Qu'il était prometteur ce Contact du chorégraphe Philippe Decouflé. Imaginez-vous qu'on avait réservé notre place depuis des mois .Avec titre en forme de clin d’œil au Kontakthof de Pina Bausch, le projet de Contact est un spectacle qui se veut un hommage à la comédie musicale, de Broadway à Hollywood en faisant un crochet par Bollywood et le cinéma de Demy. Le tout se veut un « art total », mélangeant les arts visuels : la danse, le théâtre, le cirque, les illusions d'optique. Cerise sur le gâteau, quelques années après la superbe musique d'Octopus, Decouflé collabore de nouveau avec Nosfell et Pierre Bourgeois. Du Decouflé dans le texte, ça ne pouvait être que parfait. Oui mais...

Contact: on a perdu la clef.

L'idée de départ est amusante, avec une référence appuyée à Phantom of paradise de De Palma, puisque l'on assiste aux répétitions d'une adaptation du Faust de Goethe. Nous sommes dans du métathéâtre.

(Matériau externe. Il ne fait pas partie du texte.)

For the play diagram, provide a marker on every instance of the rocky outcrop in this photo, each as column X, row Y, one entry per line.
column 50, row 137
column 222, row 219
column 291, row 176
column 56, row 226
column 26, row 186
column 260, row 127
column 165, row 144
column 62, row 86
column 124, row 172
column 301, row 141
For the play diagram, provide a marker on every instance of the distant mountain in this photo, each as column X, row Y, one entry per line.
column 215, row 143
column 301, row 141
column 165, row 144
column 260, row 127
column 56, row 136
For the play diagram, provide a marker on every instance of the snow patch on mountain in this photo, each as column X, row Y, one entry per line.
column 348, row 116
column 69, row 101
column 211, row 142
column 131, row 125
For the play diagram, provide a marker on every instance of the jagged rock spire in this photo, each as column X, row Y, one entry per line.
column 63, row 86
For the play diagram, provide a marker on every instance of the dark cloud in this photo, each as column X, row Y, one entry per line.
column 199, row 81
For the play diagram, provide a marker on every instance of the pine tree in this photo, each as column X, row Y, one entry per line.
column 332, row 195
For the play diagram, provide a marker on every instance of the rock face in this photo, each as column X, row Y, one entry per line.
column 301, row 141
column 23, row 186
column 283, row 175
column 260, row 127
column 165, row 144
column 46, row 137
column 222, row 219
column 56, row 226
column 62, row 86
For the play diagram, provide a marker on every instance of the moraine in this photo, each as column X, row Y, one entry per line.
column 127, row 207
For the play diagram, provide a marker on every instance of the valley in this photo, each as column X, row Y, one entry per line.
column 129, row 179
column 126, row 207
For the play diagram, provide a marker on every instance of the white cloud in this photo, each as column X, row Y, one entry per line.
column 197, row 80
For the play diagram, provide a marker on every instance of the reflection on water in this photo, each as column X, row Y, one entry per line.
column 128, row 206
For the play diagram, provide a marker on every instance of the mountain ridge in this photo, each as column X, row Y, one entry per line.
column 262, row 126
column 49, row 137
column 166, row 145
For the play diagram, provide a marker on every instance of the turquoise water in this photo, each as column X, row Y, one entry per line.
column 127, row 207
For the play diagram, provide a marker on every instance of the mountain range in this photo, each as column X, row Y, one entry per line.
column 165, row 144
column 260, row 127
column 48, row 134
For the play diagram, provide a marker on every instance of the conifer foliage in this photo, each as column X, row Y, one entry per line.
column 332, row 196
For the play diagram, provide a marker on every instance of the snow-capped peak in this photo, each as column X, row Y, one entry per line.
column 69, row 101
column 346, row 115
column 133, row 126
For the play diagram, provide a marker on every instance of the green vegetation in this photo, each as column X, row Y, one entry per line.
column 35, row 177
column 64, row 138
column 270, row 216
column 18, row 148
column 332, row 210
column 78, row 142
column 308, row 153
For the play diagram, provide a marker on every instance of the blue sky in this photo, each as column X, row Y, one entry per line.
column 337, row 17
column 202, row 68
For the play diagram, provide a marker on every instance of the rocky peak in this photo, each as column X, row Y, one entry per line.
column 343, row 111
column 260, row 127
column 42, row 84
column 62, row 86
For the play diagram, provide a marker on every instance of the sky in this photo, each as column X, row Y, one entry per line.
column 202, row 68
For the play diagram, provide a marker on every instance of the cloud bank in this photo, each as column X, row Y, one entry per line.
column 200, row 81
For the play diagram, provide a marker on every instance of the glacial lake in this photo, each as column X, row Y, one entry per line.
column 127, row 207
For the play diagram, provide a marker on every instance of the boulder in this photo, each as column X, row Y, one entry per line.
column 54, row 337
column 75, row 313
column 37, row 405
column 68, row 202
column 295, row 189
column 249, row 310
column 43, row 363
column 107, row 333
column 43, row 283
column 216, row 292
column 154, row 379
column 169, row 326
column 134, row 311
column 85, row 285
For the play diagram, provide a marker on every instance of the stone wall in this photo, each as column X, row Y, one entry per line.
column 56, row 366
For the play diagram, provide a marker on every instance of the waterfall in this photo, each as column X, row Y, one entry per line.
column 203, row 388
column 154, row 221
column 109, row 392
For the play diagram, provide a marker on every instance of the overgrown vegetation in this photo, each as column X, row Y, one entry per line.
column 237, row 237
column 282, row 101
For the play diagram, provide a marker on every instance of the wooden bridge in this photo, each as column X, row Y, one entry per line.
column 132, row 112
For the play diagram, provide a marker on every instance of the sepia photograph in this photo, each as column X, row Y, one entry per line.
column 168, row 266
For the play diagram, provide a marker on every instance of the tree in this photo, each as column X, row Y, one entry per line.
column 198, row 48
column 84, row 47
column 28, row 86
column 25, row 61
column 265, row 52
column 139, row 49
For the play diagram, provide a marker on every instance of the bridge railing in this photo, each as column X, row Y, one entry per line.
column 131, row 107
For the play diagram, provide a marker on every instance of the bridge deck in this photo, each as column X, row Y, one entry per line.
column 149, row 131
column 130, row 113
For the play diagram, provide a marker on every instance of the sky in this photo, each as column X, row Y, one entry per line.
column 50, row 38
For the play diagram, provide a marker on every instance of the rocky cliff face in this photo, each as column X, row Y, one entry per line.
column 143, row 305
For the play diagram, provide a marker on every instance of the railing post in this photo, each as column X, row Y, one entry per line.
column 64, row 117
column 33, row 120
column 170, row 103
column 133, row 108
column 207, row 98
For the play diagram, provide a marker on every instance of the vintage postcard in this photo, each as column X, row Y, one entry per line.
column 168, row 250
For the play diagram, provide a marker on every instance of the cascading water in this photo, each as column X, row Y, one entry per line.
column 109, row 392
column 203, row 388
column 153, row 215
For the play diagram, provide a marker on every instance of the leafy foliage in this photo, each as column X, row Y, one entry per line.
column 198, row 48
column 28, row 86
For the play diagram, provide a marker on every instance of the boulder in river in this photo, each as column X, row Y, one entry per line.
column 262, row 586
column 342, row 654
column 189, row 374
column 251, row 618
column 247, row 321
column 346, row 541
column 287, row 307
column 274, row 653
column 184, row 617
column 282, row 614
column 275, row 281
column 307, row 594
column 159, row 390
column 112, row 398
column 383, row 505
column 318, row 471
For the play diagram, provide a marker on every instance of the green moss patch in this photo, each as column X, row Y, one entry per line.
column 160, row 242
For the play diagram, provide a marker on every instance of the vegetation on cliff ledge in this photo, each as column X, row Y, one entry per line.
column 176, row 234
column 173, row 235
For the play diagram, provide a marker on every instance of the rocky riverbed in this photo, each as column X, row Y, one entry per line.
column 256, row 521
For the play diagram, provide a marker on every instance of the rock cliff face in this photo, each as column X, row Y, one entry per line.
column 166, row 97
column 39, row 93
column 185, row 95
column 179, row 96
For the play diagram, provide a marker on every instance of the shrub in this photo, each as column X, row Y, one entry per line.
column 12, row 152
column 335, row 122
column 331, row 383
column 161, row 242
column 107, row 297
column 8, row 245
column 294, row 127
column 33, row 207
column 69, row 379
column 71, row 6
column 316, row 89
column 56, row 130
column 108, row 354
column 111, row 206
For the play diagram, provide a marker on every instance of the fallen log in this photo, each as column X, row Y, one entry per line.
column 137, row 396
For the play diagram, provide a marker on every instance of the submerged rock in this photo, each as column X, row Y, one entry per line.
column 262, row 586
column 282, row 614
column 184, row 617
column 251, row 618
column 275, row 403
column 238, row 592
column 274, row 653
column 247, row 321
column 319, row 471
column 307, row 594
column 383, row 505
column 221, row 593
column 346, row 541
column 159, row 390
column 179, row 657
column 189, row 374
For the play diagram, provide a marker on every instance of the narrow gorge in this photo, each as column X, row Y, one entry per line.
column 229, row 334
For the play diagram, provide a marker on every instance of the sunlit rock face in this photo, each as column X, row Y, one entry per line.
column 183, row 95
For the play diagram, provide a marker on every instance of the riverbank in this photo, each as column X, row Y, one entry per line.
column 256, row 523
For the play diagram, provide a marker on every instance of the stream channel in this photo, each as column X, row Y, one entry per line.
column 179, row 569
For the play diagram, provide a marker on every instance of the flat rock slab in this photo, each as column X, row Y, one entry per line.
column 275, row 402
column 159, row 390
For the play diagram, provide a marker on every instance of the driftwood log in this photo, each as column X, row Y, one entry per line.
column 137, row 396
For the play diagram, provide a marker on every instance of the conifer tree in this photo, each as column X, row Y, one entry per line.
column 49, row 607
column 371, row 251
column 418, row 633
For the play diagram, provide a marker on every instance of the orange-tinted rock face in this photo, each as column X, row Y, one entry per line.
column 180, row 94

On oscille entre deux niveaux : parfois les acteurs jouent le rôle des acteurs, d'autres fois, ils jouent leur personnage qu'ils devraient jouer dans cette pièce dans la pièce. Decouflé s'amuse de cette confusion avec l'un de ses personnages qui ne sait jamais s'il doit nommer l'un de ses partenaires « Jean-Claude » ou « Faust ». Cette confusion, aussi drôle soit-elle, devient plus fâcheuse quand elle touche le spectateur, qui entre théâtre et métathéâtre et les réflexions métaphysiques se retrouve complètement perdu devant l'intrigue décousue et finit par ne plus suivre l'histoire et regarder les belles images défiler devant lui.

Contact: on a perdu la clef.

C'est l'un des points forts du spectacle : on retrouve l'univers fantasmagorique de Decouflé. On retrouve des acteurs loufoques, des costumes extravagants, un décor de toute beauté, aux forts accents d'expressionnisme, de la folie et de la poésie. De beaux tableaux avec des effets visuels très réussis, une danseuse seule sur scène se démultiplie par la magie du kaleïdoscope, les membres s'étirent et disparaissent...D'autres moments sont vraiment très beaux comme ses danseuses s'élevant dans les airs à l'aide de rubans, héritage des années circassiennes de Decouflé. Les références aux comédies musicales sont assez nombreuses. Outre la référence à Phantom of Paradise, on voit un hommage à Que le spectacle commence, un autre à Fred Astaire et Gene Kelly, on assiste à une scène de combat sur un terrain de basket, allusion très appuyée à West Side Story. Est-ce pour autant un hommage aux comédies musicales ? On ne sait pas trop. Tout est trop confus, diffus, trop référencé pour toucher le grand public. Puis qui dit comédie musicale dit danse. C'est là que le bât blesse. A vouloir faire un art total, mélangeant en vrac, théâtre, cirque, magie, cinéma, musique, il laisse la danse de coté. Reste la musique de Nosfell et de Pierre Bourgeois. Leur musique pop, tantôt tonitruante, tantôt envoûtante est un pur régal. La musique de Nosfell est un écrin qui aurait mérité un plus beau bijou.

Contact jouit d'une musique sublime, de belles images, d'acteurs sympathiques, mais à la fin du spectacle, qu'en reste-t-il ? Pas grand chose, la faute à une trame vraiment trop confuse et qui ne répond pas à nos attentes : un hommage à la comédie musicale.